Vic, I'm rusty so I'll happily stand corrected, but I don't get that.

First, if there are no consumer loads then there is no current and the shunt (and the voltmeter, labelled as an ammeter) consumes nothing

Second, the 20A in your maths is the current through the circuit, the whole shunt, not the current thru just the high resistance leg of the shunt. It looks to me like your calculation is wrong therefore (though feel free to correct me if I'm wrong, as I said!). The high resistance leg of the shunt (the one you measure volt drop across, to get amps) might carry only say 1/100th of the 20Amps but for sure it always ADDS conductor x-section area AOTBE, so reducing resistnace of the whole shunt. So the shunt (if the main leg of the shunt is correctly sized so as not to be a bottleneck) itself adds no resistance and consumes no energy at all.
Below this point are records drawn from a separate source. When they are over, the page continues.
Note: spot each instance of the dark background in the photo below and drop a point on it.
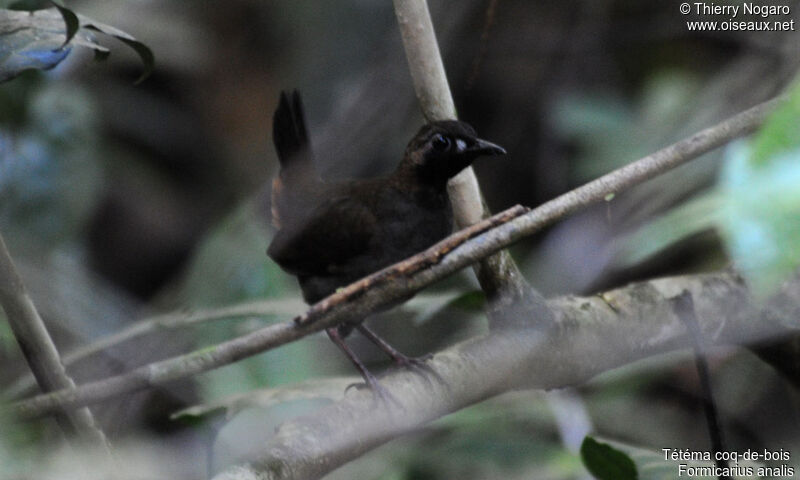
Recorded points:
(139, 199)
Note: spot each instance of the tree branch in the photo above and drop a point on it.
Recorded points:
(395, 283)
(498, 275)
(165, 322)
(592, 335)
(39, 350)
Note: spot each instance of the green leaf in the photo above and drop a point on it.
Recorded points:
(781, 132)
(605, 462)
(41, 39)
(760, 216)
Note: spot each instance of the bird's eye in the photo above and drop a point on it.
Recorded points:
(440, 143)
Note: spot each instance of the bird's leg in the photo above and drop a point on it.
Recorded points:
(369, 378)
(416, 364)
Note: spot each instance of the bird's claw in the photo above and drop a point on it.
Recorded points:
(419, 365)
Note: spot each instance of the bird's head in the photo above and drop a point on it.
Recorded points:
(440, 150)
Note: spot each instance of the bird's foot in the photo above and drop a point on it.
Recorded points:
(418, 365)
(379, 393)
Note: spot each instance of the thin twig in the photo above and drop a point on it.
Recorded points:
(390, 285)
(165, 322)
(591, 338)
(498, 275)
(683, 306)
(40, 352)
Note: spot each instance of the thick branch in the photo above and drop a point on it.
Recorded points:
(592, 335)
(397, 282)
(39, 349)
(498, 275)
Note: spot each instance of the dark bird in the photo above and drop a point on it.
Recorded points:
(332, 234)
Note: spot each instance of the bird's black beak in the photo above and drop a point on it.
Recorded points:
(484, 147)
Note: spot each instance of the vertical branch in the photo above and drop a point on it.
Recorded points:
(40, 351)
(511, 298)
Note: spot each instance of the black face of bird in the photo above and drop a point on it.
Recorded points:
(443, 149)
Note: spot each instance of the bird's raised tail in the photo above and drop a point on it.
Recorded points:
(297, 173)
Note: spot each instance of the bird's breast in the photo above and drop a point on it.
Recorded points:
(414, 222)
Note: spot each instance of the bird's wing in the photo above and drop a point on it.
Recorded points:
(328, 241)
(297, 178)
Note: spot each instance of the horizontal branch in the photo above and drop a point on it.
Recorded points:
(165, 322)
(40, 352)
(592, 335)
(395, 283)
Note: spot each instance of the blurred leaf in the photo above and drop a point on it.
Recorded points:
(49, 170)
(328, 388)
(31, 40)
(606, 462)
(70, 20)
(781, 132)
(692, 217)
(611, 132)
(760, 217)
(42, 39)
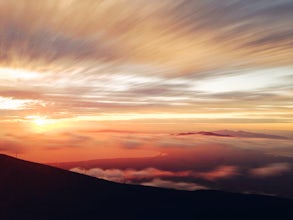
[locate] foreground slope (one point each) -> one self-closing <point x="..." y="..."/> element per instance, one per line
<point x="34" y="191"/>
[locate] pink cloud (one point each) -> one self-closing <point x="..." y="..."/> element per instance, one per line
<point x="272" y="169"/>
<point x="174" y="185"/>
<point x="221" y="172"/>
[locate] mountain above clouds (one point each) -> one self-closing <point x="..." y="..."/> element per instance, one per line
<point x="35" y="191"/>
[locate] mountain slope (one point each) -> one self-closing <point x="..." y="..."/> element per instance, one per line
<point x="34" y="191"/>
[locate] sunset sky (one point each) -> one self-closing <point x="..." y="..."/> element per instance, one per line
<point x="93" y="79"/>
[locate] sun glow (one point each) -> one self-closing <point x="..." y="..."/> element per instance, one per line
<point x="40" y="120"/>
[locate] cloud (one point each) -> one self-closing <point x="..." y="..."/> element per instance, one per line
<point x="271" y="170"/>
<point x="11" y="146"/>
<point x="221" y="172"/>
<point x="174" y="185"/>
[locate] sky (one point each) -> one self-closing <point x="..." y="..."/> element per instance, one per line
<point x="92" y="79"/>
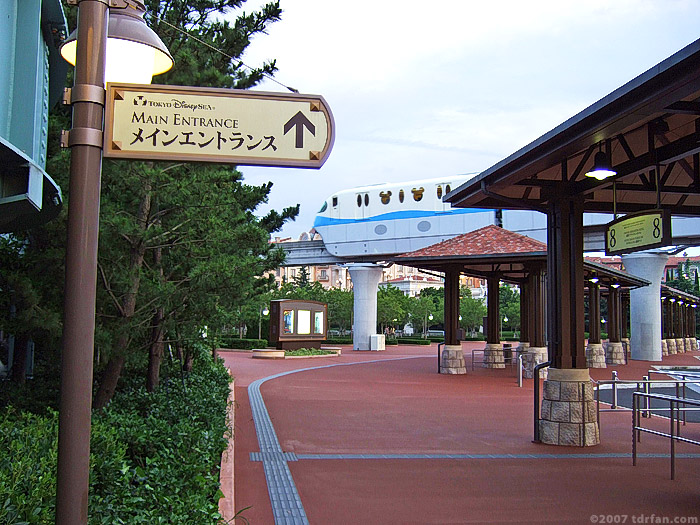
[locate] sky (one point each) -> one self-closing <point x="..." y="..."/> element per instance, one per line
<point x="430" y="89"/>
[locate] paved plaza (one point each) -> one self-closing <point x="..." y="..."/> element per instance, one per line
<point x="380" y="437"/>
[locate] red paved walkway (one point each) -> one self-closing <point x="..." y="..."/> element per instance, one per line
<point x="405" y="407"/>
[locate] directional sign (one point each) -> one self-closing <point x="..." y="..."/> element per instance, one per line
<point x="638" y="231"/>
<point x="228" y="126"/>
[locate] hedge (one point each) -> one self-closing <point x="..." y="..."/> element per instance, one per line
<point x="242" y="344"/>
<point x="413" y="341"/>
<point x="154" y="457"/>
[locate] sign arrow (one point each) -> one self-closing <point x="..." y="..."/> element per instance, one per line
<point x="298" y="121"/>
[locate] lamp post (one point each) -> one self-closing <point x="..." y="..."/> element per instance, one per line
<point x="89" y="43"/>
<point x="425" y="325"/>
<point x="263" y="311"/>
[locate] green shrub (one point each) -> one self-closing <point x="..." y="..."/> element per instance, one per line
<point x="307" y="352"/>
<point x="413" y="341"/>
<point x="154" y="457"/>
<point x="338" y="341"/>
<point x="242" y="344"/>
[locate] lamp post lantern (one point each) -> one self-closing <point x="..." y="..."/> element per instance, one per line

The high resistance leg of the shunt is actually the opposite of a bottleneck (very slightly)
 
Second, the 20A in your maths is the current through the circuit, the whole shunt, not the current thru just the high resistance leg of the shunt. It looks to me like your calculation is wrong therefore (though feel free to correct me if I'm wrong, as I said!). The high resistance leg of the shunt (the one you measure volt drop across, to get amps) might carry only say 1/100th of the 20Amps but for sure it always ADDS conductor x-section area AOTBE, so reducing resistnace of the whole shunt. So the shunt (if the main leg of the shunt is correctly sized so as not to be a bottleneck) itself adds no resistance and consumes no energy at all. The high resistance leg of the shunt is actually the opposite of a bottleneck (very slightly)

I don't recognise your description of a shunt. All the shunts I've ever seen on boats have all the current passing through, and don't have a "high resistance leg". The voltage drop is masured across the whole shunt, not just part of it.

200-50.png
 
Vic, I'm rusty so I'll happily stand corrected, but I don't get that.
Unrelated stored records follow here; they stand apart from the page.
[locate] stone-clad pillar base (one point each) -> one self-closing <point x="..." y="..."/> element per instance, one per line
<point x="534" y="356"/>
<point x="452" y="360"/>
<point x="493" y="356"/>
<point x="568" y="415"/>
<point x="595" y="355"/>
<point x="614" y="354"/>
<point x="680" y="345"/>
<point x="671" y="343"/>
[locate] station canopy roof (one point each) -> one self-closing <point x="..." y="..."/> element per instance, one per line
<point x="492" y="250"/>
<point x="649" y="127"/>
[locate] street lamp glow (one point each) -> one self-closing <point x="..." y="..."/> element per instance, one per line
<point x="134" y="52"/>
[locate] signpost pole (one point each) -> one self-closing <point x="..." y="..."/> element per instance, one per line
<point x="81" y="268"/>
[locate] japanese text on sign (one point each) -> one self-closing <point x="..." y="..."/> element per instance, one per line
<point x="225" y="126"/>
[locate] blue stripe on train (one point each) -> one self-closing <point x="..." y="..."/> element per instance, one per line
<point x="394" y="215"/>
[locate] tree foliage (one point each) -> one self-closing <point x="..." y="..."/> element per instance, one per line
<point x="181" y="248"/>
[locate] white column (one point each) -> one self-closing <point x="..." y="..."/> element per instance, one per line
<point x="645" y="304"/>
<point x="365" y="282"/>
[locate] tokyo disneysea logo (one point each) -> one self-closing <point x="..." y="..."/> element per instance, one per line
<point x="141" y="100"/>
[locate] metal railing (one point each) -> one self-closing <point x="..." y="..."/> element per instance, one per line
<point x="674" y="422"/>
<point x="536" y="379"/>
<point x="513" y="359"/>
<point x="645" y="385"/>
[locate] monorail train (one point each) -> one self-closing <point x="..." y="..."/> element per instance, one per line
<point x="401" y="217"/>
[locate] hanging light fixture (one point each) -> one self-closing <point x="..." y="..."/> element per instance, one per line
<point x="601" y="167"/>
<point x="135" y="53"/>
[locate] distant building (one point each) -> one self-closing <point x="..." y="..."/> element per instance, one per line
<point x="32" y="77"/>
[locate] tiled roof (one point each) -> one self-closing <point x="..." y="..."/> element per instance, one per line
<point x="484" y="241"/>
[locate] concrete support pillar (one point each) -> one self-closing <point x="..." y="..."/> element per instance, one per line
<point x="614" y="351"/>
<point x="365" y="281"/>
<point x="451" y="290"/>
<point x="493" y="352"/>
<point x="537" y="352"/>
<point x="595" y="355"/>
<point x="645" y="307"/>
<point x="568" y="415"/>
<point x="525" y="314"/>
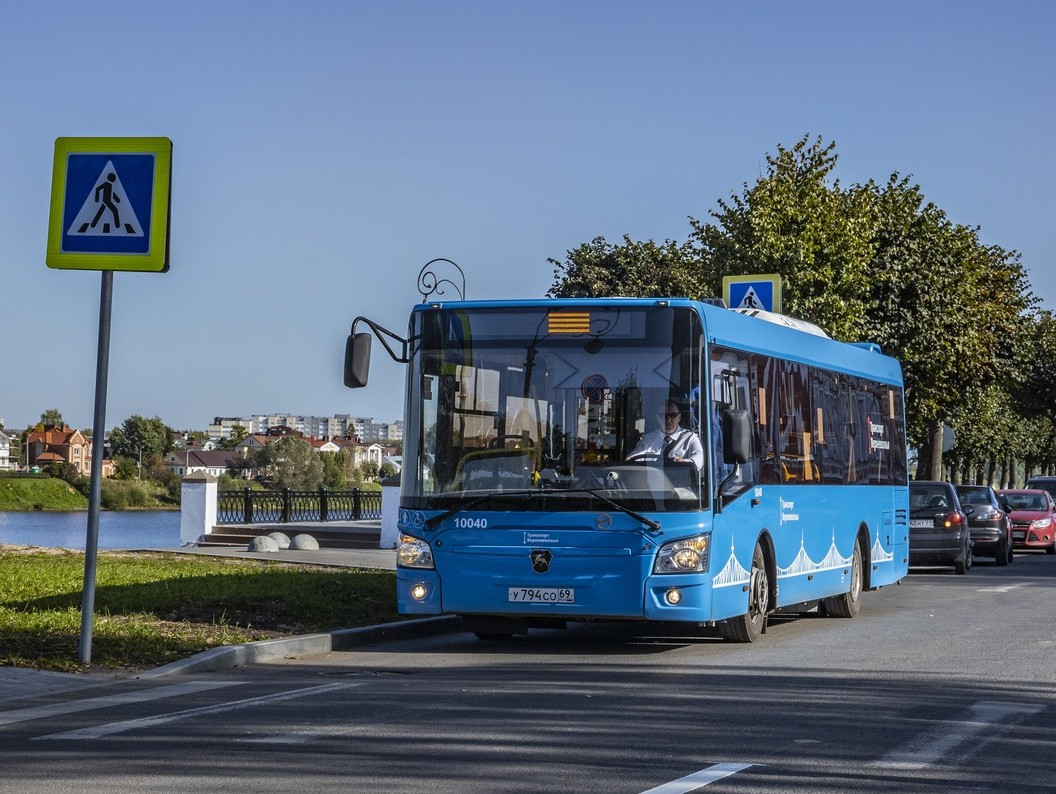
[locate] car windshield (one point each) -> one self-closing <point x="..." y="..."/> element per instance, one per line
<point x="973" y="496"/>
<point x="1025" y="501"/>
<point x="936" y="496"/>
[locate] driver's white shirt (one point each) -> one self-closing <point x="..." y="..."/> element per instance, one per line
<point x="686" y="446"/>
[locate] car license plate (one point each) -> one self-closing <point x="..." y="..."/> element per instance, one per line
<point x="542" y="596"/>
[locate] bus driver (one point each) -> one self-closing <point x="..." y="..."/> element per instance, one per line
<point x="671" y="441"/>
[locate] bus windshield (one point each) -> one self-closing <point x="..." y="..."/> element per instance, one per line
<point x="563" y="405"/>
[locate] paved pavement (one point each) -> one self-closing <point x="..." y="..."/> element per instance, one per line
<point x="19" y="683"/>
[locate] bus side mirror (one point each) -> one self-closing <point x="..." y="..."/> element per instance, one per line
<point x="736" y="436"/>
<point x="357" y="360"/>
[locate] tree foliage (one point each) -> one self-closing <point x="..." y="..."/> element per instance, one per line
<point x="293" y="462"/>
<point x="872" y="262"/>
<point x="817" y="237"/>
<point x="138" y="436"/>
<point x="632" y="269"/>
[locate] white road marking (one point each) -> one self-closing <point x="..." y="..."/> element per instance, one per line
<point x="87" y="704"/>
<point x="930" y="747"/>
<point x="697" y="779"/>
<point x="118" y="728"/>
<point x="1006" y="588"/>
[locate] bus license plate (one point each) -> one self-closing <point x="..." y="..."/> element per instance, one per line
<point x="542" y="596"/>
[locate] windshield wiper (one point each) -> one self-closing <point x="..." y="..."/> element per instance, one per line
<point x="655" y="526"/>
<point x="526" y="495"/>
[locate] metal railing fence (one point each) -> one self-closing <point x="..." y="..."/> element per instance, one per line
<point x="286" y="506"/>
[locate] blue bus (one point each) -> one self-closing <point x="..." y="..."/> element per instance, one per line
<point x="641" y="459"/>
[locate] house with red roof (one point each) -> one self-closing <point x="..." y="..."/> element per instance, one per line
<point x="55" y="445"/>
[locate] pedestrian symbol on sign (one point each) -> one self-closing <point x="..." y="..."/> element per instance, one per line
<point x="107" y="203"/>
<point x="751" y="300"/>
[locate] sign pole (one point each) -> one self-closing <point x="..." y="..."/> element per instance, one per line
<point x="95" y="489"/>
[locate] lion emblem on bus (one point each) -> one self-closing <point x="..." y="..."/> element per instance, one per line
<point x="541" y="560"/>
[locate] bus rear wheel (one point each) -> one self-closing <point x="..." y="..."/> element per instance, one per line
<point x="749" y="627"/>
<point x="849" y="604"/>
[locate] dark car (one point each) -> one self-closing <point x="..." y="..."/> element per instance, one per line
<point x="1033" y="518"/>
<point x="1042" y="483"/>
<point x="988" y="524"/>
<point x="939" y="531"/>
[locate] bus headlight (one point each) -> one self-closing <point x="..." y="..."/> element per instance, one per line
<point x="686" y="555"/>
<point x="414" y="553"/>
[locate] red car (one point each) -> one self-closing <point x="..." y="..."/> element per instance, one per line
<point x="1033" y="518"/>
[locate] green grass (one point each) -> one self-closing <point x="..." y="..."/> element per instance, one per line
<point x="154" y="608"/>
<point x="39" y="493"/>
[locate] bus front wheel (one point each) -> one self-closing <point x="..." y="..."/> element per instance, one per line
<point x="749" y="627"/>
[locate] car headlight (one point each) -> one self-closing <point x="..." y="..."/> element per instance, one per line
<point x="686" y="555"/>
<point x="414" y="553"/>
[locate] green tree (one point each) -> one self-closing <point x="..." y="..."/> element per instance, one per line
<point x="633" y="269"/>
<point x="335" y="466"/>
<point x="142" y="439"/>
<point x="817" y="237"/>
<point x="239" y="434"/>
<point x="293" y="462"/>
<point x="947" y="307"/>
<point x="370" y="470"/>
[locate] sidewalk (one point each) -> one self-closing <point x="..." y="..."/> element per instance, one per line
<point x="19" y="683"/>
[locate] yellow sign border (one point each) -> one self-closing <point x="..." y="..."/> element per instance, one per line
<point x="157" y="259"/>
<point x="773" y="279"/>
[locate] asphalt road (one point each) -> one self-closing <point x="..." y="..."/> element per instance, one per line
<point x="942" y="684"/>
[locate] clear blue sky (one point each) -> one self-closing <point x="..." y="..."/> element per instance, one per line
<point x="324" y="151"/>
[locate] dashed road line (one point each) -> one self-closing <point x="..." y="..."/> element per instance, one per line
<point x="87" y="704"/>
<point x="697" y="779"/>
<point x="98" y="732"/>
<point x="1005" y="588"/>
<point x="930" y="747"/>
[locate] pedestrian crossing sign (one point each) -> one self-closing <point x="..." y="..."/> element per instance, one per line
<point x="760" y="292"/>
<point x="110" y="204"/>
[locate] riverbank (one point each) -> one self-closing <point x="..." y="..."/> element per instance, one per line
<point x="43" y="493"/>
<point x="21" y="494"/>
<point x="118" y="529"/>
<point x="153" y="608"/>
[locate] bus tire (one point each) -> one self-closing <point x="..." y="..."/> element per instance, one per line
<point x="849" y="603"/>
<point x="749" y="627"/>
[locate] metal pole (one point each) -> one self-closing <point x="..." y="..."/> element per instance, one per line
<point x="95" y="490"/>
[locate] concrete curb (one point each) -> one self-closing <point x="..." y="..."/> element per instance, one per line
<point x="268" y="650"/>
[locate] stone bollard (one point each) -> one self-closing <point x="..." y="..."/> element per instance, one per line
<point x="390" y="512"/>
<point x="198" y="507"/>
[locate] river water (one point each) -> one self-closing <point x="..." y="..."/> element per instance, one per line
<point x="123" y="529"/>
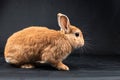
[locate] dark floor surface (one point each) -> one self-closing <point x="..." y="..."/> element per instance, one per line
<point x="84" y="67"/>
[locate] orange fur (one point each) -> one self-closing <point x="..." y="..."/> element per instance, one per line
<point x="37" y="43"/>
First, if there are no consumer loads then there is no current and the shunt (and the voltmeter, labelled as an ammeter) consumes nothing

Second, the 20A in your maths is the current through the circuit, the whole shunt, not the current thru just the high resistance leg of the shunt. It looks to me like your calculation is wrong therefore (though feel free to correct me if I'm wrong, as I said!). The high resistance leg of the shunt (the one you measure volt drop across, to get amps) ...

The high resistance thing is the meter, and the low resistance thing is the shunt. They are wired in parallel, so the voltage across them is the same (less a tiny, tiny drop in the wires from shunt to meter). A traditional moving coil meter is typically 1mA full scale deflection, so if you want it to measure 100A you need to arrange for 1mA to go through the meter when 99.999A is going through the shunt, so you need a shunt with a resistance 1/99999 times that of the meter.

In practice, the meter has no effect .... 99999 = 100000 for all practical purposes.